The national director is in charge of the operations of the organization. He oversees different departments within this organization. The presence of only one control center allows employees to work under different rules as desired. A single national director is not able to control the organization as a whole. This finding reveals the difficulty in the management of the employee issues. For an organization of this magnitude, national directors should create a post for a deputy who should be charged with the responsibility of ensuring continuity whenever the national director is absent. The creation of this post will also ensure that the organization performs well in the wake of the changes in management.
Another requirement is that the deputy national director should be a local individual who is able to understand the staff team that consists mainly of local employees. Whenever a change in the national director takes place, the deputy national director should be the one to carry on with the administrative functions, including the management of the different staff members in the organization. The staff team will be more stable if there is an individual who is able to manage his or her affairs even in the absence on the national director. The period that a national director serves in the organization is usually three years, which may not be enough to know the country, the represented communities, and the laws of the country. The presence of a deputy national director will ensure that the organization is informed on the rights of the individuals and different communities that are represented in the organization together with laws that relate to the operations and programs of this organization.
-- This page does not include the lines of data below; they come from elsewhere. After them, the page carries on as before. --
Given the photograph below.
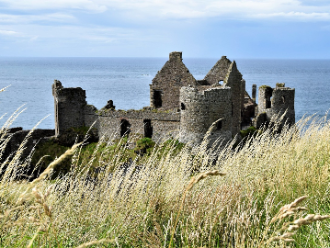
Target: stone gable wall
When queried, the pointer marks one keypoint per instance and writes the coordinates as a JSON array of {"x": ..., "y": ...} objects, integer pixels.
[
  {"x": 200, "y": 109},
  {"x": 218, "y": 72},
  {"x": 168, "y": 82}
]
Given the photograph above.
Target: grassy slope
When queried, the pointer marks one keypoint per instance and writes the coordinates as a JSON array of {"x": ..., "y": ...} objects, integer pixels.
[{"x": 138, "y": 206}]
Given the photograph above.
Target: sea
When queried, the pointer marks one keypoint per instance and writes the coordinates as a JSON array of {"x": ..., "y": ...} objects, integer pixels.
[{"x": 126, "y": 82}]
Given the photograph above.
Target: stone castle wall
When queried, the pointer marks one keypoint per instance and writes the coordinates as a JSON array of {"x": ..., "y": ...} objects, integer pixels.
[
  {"x": 237, "y": 84},
  {"x": 69, "y": 107},
  {"x": 218, "y": 72},
  {"x": 274, "y": 102},
  {"x": 200, "y": 109},
  {"x": 112, "y": 123},
  {"x": 165, "y": 87}
]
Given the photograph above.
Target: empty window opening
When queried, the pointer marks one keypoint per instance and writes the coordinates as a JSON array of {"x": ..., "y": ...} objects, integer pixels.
[
  {"x": 124, "y": 127},
  {"x": 183, "y": 107},
  {"x": 147, "y": 128},
  {"x": 157, "y": 99},
  {"x": 268, "y": 102},
  {"x": 219, "y": 125}
]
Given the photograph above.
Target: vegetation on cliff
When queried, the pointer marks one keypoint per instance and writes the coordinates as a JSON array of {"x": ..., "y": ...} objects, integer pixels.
[{"x": 273, "y": 191}]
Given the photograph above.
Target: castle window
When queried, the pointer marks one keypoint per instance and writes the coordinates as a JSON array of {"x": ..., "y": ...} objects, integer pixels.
[
  {"x": 183, "y": 107},
  {"x": 124, "y": 127},
  {"x": 147, "y": 128},
  {"x": 157, "y": 99},
  {"x": 219, "y": 125}
]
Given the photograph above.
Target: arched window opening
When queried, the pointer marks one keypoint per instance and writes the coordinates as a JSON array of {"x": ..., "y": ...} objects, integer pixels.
[
  {"x": 157, "y": 99},
  {"x": 183, "y": 107},
  {"x": 219, "y": 125},
  {"x": 148, "y": 130},
  {"x": 124, "y": 127}
]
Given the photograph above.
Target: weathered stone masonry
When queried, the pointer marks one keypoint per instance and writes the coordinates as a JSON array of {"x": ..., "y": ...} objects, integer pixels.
[{"x": 180, "y": 106}]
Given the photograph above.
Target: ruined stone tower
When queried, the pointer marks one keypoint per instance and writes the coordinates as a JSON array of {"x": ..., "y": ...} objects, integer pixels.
[
  {"x": 273, "y": 103},
  {"x": 199, "y": 109},
  {"x": 69, "y": 107},
  {"x": 237, "y": 84}
]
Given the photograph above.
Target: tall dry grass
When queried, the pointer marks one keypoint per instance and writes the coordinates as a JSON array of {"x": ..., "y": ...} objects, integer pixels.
[{"x": 275, "y": 193}]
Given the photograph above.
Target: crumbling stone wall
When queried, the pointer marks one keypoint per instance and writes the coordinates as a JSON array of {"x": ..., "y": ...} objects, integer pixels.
[
  {"x": 161, "y": 125},
  {"x": 71, "y": 109},
  {"x": 218, "y": 72},
  {"x": 273, "y": 103},
  {"x": 165, "y": 87},
  {"x": 199, "y": 109},
  {"x": 237, "y": 84}
]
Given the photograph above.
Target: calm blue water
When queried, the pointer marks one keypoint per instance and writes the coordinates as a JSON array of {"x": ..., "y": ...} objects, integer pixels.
[{"x": 126, "y": 81}]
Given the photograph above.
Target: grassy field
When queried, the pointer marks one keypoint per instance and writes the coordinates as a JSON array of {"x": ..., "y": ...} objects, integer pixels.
[{"x": 271, "y": 192}]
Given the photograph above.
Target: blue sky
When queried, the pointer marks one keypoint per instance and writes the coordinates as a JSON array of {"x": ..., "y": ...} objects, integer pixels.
[{"x": 153, "y": 28}]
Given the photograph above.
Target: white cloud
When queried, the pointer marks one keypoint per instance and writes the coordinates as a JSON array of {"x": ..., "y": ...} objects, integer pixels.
[
  {"x": 299, "y": 15},
  {"x": 54, "y": 4},
  {"x": 9, "y": 33},
  {"x": 186, "y": 9},
  {"x": 54, "y": 17},
  {"x": 242, "y": 9}
]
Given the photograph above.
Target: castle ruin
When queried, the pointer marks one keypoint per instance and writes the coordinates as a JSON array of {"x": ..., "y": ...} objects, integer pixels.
[{"x": 181, "y": 106}]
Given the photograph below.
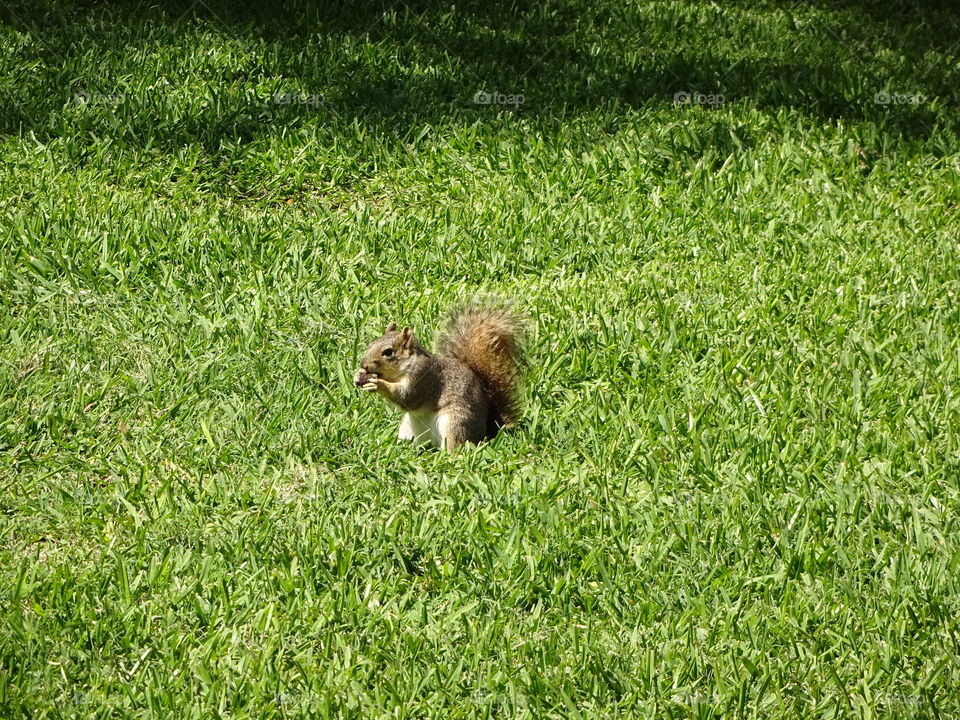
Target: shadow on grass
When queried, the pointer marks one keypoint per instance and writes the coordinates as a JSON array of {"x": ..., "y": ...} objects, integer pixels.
[{"x": 411, "y": 62}]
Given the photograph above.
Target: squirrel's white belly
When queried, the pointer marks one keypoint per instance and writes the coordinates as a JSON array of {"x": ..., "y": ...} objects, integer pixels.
[{"x": 424, "y": 427}]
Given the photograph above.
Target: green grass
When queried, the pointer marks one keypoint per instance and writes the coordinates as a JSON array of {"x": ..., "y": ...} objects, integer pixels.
[{"x": 736, "y": 488}]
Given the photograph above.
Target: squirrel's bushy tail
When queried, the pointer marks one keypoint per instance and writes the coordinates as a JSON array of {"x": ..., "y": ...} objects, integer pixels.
[{"x": 485, "y": 336}]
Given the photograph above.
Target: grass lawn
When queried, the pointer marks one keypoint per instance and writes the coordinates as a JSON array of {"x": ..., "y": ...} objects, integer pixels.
[{"x": 734, "y": 229}]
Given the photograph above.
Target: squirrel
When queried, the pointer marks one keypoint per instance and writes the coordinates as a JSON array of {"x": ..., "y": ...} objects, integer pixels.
[{"x": 463, "y": 394}]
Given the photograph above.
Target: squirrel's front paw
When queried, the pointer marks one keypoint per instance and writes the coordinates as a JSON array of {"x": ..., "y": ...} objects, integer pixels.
[{"x": 362, "y": 378}]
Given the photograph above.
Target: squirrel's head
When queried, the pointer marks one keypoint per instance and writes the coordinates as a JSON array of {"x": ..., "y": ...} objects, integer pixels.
[{"x": 391, "y": 354}]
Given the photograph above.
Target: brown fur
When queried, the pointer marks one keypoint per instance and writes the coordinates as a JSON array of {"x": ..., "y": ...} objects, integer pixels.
[
  {"x": 471, "y": 383},
  {"x": 487, "y": 340}
]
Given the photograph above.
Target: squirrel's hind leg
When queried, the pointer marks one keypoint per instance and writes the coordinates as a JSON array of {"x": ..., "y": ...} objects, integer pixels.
[
  {"x": 415, "y": 430},
  {"x": 455, "y": 431}
]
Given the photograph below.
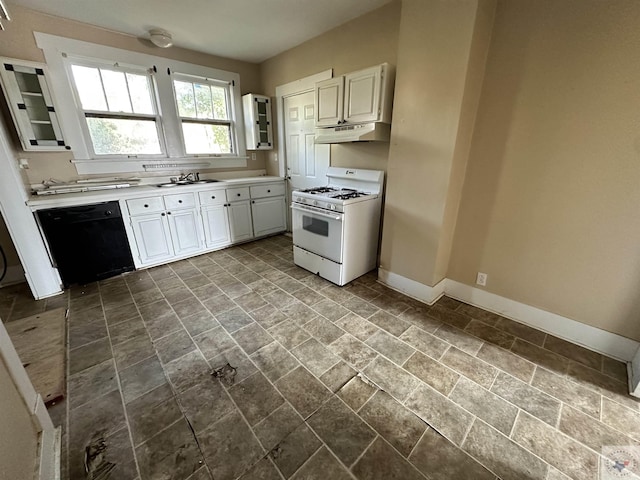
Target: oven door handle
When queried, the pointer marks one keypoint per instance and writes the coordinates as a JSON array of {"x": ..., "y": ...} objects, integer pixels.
[{"x": 316, "y": 211}]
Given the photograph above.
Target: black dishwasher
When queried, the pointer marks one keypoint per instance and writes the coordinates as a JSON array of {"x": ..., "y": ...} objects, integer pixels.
[{"x": 88, "y": 242}]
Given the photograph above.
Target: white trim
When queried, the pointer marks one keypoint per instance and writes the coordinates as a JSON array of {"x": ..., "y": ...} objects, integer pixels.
[
  {"x": 303, "y": 85},
  {"x": 15, "y": 274},
  {"x": 417, "y": 290},
  {"x": 595, "y": 339}
]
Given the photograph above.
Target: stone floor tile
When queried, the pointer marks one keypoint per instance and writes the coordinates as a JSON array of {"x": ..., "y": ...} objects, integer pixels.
[
  {"x": 391, "y": 378},
  {"x": 520, "y": 330},
  {"x": 152, "y": 412},
  {"x": 256, "y": 397},
  {"x": 400, "y": 427},
  {"x": 502, "y": 456},
  {"x": 263, "y": 470},
  {"x": 440, "y": 413},
  {"x": 389, "y": 346},
  {"x": 356, "y": 392},
  {"x": 439, "y": 459},
  {"x": 141, "y": 378},
  {"x": 528, "y": 398},
  {"x": 205, "y": 403},
  {"x": 353, "y": 351},
  {"x": 277, "y": 426},
  {"x": 561, "y": 451},
  {"x": 289, "y": 334},
  {"x": 382, "y": 462},
  {"x": 356, "y": 326},
  {"x": 445, "y": 315},
  {"x": 303, "y": 391},
  {"x": 584, "y": 399},
  {"x": 490, "y": 334},
  {"x": 341, "y": 430},
  {"x": 89, "y": 355},
  {"x": 229, "y": 447},
  {"x": 507, "y": 361},
  {"x": 432, "y": 372},
  {"x": 478, "y": 371},
  {"x": 174, "y": 345},
  {"x": 460, "y": 339},
  {"x": 337, "y": 376},
  {"x": 172, "y": 453},
  {"x": 252, "y": 337},
  {"x": 323, "y": 330},
  {"x": 91, "y": 383},
  {"x": 487, "y": 406},
  {"x": 541, "y": 356},
  {"x": 274, "y": 361},
  {"x": 322, "y": 466},
  {"x": 295, "y": 449}
]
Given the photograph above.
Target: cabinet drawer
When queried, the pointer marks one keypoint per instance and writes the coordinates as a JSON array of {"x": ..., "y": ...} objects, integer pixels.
[
  {"x": 269, "y": 190},
  {"x": 180, "y": 200},
  {"x": 235, "y": 194},
  {"x": 212, "y": 197},
  {"x": 139, "y": 206}
]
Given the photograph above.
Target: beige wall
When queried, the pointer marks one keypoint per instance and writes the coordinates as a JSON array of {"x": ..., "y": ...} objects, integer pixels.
[
  {"x": 550, "y": 202},
  {"x": 19, "y": 448},
  {"x": 366, "y": 41},
  {"x": 18, "y": 42},
  {"x": 433, "y": 116}
]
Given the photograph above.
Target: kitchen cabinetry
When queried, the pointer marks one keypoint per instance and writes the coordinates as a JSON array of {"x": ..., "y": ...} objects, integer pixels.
[
  {"x": 360, "y": 97},
  {"x": 31, "y": 104},
  {"x": 268, "y": 209},
  {"x": 165, "y": 227},
  {"x": 257, "y": 122}
]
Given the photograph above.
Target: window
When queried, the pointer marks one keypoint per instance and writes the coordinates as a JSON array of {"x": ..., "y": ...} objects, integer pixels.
[
  {"x": 119, "y": 109},
  {"x": 204, "y": 112}
]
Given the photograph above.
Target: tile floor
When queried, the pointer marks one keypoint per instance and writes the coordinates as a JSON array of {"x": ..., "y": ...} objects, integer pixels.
[{"x": 238, "y": 364}]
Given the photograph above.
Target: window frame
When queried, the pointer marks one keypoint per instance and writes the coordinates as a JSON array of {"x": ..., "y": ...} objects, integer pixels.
[{"x": 60, "y": 51}]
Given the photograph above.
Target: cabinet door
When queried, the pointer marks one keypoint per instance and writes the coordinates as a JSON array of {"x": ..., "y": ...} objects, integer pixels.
[
  {"x": 152, "y": 237},
  {"x": 240, "y": 221},
  {"x": 185, "y": 231},
  {"x": 216, "y": 226},
  {"x": 362, "y": 95},
  {"x": 269, "y": 215},
  {"x": 329, "y": 102}
]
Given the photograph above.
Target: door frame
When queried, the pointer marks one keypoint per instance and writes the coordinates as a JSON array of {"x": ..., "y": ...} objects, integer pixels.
[{"x": 303, "y": 85}]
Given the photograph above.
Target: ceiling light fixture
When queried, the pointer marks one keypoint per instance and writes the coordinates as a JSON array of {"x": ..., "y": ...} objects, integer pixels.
[{"x": 160, "y": 38}]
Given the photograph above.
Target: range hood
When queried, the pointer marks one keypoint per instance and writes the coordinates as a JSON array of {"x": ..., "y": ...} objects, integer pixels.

The practice of the organization letting people off is another concern, with the organization losing large numbers of qualified employees over the same matter. Job security that was present at the start of the millennium in this organization has been replaced by uncertainty. Many employees are unsure whether they are next in the line of individuals who are to leave the organization. They end up looking for employment in other areas that are perceived to have a better job security. Some of the employees who are currently working in the organization are described as actively looking for other places of employment due to their uncertainties and lack of job security.
The lack of job security in organizations can hinder the positive performance of any organization. In the case of World Vision Mozambique, any scheduled program that ends up failing. The result of such failures means reduced funding from the donor community, with eventual loss of other employees. The sacking of employees in a manner that is described in World Vision Mozambique can lead to a vicious cycle where employees and the organization end up losing.
Employee anxiety is a negative component of any organization, with the work environment being adversely affected. Employees at World Vision Mozambique are reported to be anxious, with the main source of anxiety being the poor remuneration, rewarding, and the poor job security that is present in the organization. The massive layoff of employees over the past few years is reported to make a number of employees anxious, with most of them contemplating leaving the organization for better paying ones. This observation is an example of ways in which NGOs lose their employees to the corporate organizations that are better paying and with better job security (Korezis, & Panagiotis, 2008).
The other response from the questionnaires and the interview is that most of the organizations are unable to offer career development courses or participate in training activities for their employees. Employees are forced to learn from the job in most cases. Learning from the job is not an effective way of ensuring organizational productivity, as employees are often poorly equipped to handle the challenges that may present in this area. According to Korezis and Panagiotis (2008), organizations need to provide training programs for their employees, including the provision of internship and career development programs among others.
Questions about Alternatives
The alternatives that are provided in the research include the creation of the post of deputy national director in the organization and the introduction of accountability in the process that is followed in the recruitment and sacking of employees. The main question in both of the alternatives is whether they will be sufficient to address the challenges that are present in the organization. The creation of a deputy national director in the organization will be beneficial to employees since their challenges will be addressed by a more constant administration. The presence of a deputy national director will also ensure that the laws of the land are respected and that local communities are better understood.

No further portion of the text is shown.